Wong, a Johorean, is interested in the potential therapeutic use of oxytocin, a brain neurotransmitter, which modulates social behaviour, for human diseases; while Beh from Kuala Lumpur, works with stroke survivors who have lost their vision. His PhD project uses brain imaging techniques to work out a plan to recover their vision and help improve their lives. Selangorian Khoo is fascinated with the area of the brain which generates a signal whenever we make errors.
Communication, said Wong, is crucial to increase STEM uptake among students.
Many are intimidated by scientists. Better communication, especially in STEM, bridges the gap between researchers and the public, Khoo and Wong explained.
“Researchers play an important role but they must be active in communicating their research to the public.
“The public is interested in issues surrounding topics like vaccination, influenza and mental health, but they need to get their information from the correct source.
“When people realise that science is so ingrained in everyday life, it may prompt them to ask bigger questions and to seek out answers for themselves.”
Effective communication means making technical topics easily understood by the layman, said Khoo.
This, Wong said, can be inspiring.
“We’ve received so many comments and messages over the last few months from people saying how inspired and motivated they get from reading the stories.
“These scientists can be role models for our young.

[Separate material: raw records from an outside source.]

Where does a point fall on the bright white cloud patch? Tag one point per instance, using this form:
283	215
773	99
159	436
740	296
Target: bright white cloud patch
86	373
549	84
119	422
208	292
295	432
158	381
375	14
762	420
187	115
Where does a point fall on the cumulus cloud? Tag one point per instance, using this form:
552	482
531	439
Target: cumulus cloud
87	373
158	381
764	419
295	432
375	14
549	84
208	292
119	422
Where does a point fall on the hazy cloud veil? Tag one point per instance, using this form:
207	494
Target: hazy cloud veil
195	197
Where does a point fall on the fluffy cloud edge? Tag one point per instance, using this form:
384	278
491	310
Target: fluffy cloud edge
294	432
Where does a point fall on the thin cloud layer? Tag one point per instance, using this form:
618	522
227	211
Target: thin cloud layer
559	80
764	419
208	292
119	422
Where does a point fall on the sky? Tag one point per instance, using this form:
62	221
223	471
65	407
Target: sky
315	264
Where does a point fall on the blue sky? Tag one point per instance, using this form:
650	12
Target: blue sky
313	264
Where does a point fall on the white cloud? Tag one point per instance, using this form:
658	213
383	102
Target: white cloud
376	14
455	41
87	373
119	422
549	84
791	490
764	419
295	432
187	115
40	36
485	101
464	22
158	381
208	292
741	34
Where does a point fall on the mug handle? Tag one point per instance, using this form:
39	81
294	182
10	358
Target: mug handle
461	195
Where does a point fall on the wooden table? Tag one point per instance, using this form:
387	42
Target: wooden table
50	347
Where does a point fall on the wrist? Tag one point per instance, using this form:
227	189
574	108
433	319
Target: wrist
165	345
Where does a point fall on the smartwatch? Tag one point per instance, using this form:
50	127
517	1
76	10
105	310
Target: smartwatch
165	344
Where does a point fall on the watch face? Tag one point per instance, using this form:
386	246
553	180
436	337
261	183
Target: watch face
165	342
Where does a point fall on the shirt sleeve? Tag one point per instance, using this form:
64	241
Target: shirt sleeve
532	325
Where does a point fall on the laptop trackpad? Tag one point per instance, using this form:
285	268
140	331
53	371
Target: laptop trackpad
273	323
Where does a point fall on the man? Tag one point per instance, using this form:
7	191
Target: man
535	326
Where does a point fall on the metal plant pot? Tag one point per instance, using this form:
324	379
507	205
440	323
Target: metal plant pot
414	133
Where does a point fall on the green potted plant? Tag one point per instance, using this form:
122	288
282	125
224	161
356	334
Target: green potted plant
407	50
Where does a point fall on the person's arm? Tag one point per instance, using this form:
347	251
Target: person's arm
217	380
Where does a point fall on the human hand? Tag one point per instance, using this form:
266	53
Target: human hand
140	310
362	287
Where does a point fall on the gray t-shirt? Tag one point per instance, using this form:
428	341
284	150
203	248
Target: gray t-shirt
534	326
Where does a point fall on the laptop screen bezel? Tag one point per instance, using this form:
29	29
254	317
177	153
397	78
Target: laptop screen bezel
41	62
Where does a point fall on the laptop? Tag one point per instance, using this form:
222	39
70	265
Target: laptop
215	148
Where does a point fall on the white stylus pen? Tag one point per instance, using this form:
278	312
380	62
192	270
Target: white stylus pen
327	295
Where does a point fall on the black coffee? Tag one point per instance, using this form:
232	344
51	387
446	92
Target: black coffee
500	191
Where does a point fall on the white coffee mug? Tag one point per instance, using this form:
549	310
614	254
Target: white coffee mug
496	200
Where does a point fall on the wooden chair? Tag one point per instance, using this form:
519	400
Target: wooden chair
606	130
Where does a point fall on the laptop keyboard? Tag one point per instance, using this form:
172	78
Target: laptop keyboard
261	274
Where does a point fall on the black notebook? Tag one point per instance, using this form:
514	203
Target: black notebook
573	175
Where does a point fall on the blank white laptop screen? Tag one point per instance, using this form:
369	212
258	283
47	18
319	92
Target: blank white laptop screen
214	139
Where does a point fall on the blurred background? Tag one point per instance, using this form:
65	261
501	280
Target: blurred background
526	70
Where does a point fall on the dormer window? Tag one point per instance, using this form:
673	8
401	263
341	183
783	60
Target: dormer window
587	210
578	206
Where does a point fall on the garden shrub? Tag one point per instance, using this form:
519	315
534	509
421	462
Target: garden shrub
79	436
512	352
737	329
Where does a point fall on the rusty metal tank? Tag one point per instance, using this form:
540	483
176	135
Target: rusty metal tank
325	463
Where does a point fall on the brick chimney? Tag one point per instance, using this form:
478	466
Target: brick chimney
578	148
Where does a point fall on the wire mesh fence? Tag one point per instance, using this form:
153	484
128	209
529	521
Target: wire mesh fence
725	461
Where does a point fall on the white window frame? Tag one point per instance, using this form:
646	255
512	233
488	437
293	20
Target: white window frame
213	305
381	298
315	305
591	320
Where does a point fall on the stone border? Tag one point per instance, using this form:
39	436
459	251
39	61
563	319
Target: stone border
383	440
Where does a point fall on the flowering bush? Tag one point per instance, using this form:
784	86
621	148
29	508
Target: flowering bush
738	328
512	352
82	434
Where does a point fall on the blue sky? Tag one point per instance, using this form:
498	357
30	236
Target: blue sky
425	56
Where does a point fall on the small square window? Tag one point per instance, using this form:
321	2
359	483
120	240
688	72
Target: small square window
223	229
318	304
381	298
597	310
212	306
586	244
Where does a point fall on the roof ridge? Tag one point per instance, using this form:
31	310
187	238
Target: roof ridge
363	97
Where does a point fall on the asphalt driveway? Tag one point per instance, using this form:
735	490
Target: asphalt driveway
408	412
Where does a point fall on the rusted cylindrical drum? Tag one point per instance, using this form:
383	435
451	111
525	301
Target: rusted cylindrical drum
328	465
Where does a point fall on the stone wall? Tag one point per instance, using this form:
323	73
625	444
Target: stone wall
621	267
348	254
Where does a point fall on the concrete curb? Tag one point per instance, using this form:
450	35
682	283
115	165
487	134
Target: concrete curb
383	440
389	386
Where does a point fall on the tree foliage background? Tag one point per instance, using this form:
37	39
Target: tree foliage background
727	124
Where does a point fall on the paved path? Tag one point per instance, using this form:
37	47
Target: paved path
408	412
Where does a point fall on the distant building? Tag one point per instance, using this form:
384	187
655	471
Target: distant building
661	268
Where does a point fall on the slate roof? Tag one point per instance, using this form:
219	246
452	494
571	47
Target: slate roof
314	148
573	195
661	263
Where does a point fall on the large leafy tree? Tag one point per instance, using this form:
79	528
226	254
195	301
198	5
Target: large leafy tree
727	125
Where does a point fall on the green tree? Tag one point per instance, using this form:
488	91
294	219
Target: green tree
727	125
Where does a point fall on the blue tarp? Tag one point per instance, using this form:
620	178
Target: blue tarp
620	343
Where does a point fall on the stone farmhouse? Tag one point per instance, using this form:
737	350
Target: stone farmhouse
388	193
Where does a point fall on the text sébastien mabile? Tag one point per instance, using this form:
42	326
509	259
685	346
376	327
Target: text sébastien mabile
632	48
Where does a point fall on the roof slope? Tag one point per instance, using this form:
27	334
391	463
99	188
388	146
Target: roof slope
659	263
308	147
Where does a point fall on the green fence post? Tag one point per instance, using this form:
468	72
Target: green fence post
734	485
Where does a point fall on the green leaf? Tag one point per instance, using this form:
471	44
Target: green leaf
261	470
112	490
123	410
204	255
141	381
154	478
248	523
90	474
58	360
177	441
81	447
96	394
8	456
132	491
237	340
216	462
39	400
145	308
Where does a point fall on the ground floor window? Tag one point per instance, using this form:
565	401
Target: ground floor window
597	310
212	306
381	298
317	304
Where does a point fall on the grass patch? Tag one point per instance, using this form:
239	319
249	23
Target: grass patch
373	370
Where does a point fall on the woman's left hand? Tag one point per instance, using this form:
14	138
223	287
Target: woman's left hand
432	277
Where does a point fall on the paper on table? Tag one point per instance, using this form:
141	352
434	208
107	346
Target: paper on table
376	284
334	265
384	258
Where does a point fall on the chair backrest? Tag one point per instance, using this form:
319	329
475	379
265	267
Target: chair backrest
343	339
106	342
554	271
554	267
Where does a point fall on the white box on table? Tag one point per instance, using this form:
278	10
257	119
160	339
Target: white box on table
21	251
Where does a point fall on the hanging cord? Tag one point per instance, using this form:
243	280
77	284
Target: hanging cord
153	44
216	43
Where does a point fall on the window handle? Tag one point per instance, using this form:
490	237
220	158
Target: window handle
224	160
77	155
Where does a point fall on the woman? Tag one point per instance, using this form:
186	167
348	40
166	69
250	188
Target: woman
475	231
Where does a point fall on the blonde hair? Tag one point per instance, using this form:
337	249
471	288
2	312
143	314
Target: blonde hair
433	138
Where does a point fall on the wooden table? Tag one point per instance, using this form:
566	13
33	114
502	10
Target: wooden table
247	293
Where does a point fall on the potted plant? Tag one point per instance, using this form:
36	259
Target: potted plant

A girl who sees someone like her achieving great things, will be motivated to do the same.”
Malaysians, said Beh, tend to shy away from STEM as a career due to a lack of understanding of what research is about, why research is important and its future prospects.
“Some are scared of failing. But most are worried about job opportunities and their earning potential, ” Wong and Beh said, adding that more novel research must be encouraged with adequate funding provided if we’re to prevent bright talents from leaving the country.
To spark interest in schools, hands-on learning and real life applicability of STEM lessons are important, said Wong.
When students carry our science experiments in schools, they’re given protocols that they follow blindly. There’s too much focus on writing a perfect lab report but science is about trial and error, Wong said.
“Our curriculum should highlight the discovery phase. Encourage students to read and plan their own protocols and experiments. Allow for mistakes.
“What happens if they use X instead of Y? How does this affect their results? How does this result apply to daily life?”
We need more scientists to come forward and share their passion and what they love about their work, she added. That passion can be contagious.
“In school, I did well in Physics because it was just a matter of memorising equations and applying it correctly in exams. I had zero interest.
“But after interviewing a particle physicist for 100 SoM, I was amazed at his reasons for loving physics – he wanted to understand why we exist and learn the secrets of the universe.
“I wished they’d told us that in Form Four instead of teaching us to memorise equations.
“It was the same with Biology. I hated memorising the different genus and species of plants, but when another researcher we featured told me that plants, like humans, can experience panic attacks, I got really interested, ” she said.